G W Schmidt - One of the best experts on this subject based on the ideXlab platform.

  • vision survival after open globe injury predicted by classification and Regression Tree analysis
    Ophthalmology, 2008
    Co-Authors: G W Schmidt, A T Broman, H B Hindman, Michael P Grant
    Abstract:

    Objective To assist ophthalmologists in treating ocular trauma patients, this study developed and validated a prognostic model to predict vision survival after open globe injury. Design Retrospective cohort review. Participants Two hundred fourteen patients who sought treatment at the Wilmer Ophthalmological Institute with open globe injuries from January 1, 2001, through December 31, 2004, were part of the data set used to build the classification Tree model.
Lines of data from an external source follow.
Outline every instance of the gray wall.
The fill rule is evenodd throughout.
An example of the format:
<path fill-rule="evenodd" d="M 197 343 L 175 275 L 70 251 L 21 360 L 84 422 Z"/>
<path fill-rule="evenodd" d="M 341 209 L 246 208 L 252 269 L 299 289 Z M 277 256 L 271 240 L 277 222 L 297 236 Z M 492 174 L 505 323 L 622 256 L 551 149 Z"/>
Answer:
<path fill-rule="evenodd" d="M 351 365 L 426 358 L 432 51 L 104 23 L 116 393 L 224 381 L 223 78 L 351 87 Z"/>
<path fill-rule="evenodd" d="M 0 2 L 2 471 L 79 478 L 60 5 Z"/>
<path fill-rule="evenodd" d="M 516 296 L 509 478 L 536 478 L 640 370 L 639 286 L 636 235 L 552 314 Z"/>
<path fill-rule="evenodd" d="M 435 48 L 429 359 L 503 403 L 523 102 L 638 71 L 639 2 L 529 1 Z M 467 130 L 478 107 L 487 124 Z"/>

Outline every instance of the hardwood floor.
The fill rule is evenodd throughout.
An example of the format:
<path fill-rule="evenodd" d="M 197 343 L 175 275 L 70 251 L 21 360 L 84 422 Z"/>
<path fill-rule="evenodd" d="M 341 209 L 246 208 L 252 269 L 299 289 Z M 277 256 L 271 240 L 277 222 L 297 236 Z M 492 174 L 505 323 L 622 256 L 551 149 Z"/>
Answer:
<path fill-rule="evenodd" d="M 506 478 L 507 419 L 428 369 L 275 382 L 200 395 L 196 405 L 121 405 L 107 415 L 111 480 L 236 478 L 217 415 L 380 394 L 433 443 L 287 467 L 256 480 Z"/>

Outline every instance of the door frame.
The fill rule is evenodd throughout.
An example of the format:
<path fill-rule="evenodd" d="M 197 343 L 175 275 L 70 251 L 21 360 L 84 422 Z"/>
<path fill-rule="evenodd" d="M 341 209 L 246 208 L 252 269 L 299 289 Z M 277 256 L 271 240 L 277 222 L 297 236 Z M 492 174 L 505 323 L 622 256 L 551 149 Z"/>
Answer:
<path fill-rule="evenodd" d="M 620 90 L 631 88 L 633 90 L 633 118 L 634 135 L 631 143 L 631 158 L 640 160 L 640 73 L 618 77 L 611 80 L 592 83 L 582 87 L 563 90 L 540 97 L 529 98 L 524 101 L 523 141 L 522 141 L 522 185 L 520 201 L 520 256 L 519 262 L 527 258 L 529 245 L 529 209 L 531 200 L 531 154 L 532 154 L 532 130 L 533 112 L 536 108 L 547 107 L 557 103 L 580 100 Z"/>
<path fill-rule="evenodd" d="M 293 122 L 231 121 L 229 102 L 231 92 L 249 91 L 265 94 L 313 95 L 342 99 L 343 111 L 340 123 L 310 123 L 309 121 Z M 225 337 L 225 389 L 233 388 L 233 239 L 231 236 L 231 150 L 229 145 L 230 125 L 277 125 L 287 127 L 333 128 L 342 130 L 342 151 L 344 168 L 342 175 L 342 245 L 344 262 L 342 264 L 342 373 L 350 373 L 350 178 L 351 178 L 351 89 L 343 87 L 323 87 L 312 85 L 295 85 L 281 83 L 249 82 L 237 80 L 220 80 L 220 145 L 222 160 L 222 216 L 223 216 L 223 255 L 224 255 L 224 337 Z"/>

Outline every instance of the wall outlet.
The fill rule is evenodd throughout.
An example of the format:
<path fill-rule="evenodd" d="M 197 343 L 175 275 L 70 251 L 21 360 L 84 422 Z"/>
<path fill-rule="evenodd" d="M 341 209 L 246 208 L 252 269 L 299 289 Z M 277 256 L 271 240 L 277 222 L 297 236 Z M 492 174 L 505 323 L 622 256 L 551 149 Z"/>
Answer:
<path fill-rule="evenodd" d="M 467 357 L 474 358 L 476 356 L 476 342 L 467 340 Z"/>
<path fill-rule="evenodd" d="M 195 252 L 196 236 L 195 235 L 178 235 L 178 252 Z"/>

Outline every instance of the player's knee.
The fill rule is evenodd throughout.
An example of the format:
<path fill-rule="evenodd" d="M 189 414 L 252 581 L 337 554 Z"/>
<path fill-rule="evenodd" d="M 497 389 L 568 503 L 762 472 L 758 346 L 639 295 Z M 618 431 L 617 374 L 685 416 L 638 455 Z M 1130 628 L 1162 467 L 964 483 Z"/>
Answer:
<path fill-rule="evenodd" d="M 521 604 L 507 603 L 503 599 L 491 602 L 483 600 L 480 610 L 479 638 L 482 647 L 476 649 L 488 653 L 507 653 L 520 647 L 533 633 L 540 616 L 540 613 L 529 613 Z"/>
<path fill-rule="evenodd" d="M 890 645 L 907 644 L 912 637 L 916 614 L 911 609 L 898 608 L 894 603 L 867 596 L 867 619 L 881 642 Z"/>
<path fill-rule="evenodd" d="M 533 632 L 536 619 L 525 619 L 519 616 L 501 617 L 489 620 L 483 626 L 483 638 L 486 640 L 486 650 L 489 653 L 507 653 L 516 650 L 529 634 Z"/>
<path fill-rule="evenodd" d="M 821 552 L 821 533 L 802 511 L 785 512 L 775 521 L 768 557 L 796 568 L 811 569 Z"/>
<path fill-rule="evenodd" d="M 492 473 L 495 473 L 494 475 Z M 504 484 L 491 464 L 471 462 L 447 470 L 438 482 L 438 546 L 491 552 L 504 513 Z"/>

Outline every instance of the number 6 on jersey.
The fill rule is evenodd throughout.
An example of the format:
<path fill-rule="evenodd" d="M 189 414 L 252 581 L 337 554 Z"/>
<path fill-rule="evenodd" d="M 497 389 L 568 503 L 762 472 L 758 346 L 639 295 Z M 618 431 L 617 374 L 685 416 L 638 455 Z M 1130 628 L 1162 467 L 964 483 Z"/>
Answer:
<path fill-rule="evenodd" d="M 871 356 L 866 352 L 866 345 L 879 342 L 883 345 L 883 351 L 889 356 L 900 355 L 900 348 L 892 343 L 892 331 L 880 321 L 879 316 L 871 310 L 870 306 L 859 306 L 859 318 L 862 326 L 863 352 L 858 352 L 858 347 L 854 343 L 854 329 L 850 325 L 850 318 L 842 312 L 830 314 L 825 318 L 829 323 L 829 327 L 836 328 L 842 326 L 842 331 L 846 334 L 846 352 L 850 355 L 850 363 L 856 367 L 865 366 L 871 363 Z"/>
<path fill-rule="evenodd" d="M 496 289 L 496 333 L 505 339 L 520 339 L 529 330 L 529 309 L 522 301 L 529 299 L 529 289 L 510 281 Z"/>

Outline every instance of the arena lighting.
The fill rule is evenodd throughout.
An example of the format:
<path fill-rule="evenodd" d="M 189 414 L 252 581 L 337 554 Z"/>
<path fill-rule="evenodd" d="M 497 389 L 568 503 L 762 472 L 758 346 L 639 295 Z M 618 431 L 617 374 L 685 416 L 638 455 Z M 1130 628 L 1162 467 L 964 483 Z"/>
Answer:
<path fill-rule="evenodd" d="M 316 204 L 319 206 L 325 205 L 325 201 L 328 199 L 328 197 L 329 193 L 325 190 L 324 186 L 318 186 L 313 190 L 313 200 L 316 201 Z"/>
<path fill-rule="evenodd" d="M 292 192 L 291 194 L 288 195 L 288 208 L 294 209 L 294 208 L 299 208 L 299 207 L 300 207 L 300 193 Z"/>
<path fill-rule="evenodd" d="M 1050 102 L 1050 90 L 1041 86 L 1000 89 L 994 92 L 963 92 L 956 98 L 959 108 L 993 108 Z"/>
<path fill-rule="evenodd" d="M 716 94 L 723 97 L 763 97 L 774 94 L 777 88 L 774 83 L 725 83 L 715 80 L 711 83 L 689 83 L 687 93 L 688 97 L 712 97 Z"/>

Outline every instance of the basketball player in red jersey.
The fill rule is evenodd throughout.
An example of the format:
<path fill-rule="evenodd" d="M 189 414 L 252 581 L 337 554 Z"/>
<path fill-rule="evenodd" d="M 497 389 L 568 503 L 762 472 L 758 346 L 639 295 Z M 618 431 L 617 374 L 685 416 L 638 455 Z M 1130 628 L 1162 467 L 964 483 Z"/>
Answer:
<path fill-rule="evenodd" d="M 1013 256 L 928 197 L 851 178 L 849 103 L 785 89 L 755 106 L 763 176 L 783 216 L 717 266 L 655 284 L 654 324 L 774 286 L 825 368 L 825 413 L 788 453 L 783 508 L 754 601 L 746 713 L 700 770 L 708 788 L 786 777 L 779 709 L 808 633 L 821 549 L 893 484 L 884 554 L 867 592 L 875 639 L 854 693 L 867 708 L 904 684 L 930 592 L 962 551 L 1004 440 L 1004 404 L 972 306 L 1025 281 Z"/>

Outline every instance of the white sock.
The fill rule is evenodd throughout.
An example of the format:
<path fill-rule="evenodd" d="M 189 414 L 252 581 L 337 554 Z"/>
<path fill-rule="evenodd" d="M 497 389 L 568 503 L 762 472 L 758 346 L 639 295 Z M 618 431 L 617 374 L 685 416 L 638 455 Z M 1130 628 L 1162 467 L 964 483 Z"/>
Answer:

Then, to validate the classification Tree, 51 patients were followed up with the goal to compare their actual visual outcome with the outcome predicted by the Tree grown from the classification and Regression Tree analysis. Methods Binary recursive partitioning was used to construct a classification Tree to predict visual outcome after open globe injury. The retrospective cohort treated for open globe injury from January 1, 2001, through December 31, 2004, was used to develop the prognostic Tree and constitutes the training sample. A second independent sample of patient eyes seen from January 1, 2005, through October 15, 2005, was used to validate the prognostic Tree. Main Outcome Measures Two main visual outcomes were assessed: vision survival (range, 20/20–light perception) and no vision (included no light perception, enucleation, and evisceration outcomes). Results A prognostic model for open globe injury outcome was constructed using 214 open globe injuries. Of 14 predictors determined to be associated with a no vision outcome in univariate analysis, presence of a relative afferent pupillary defect and poor initial visual acuity were the most predictive of complete loss of vision; presence of lid laceration and posterior wound location also predicted poor visual outcomes. In an independent cohort of 51 eyes, the prognostic model had 85.7% sensitivity to predict no vision correctly and 91.9% specificity to predict vision survival correctly. Conclusions The open globe injury prognostic model constructed in this study demonstrated excellent predictive accuracy and should be useful in counseling patients and making clinical decisions regarding open globe injury management.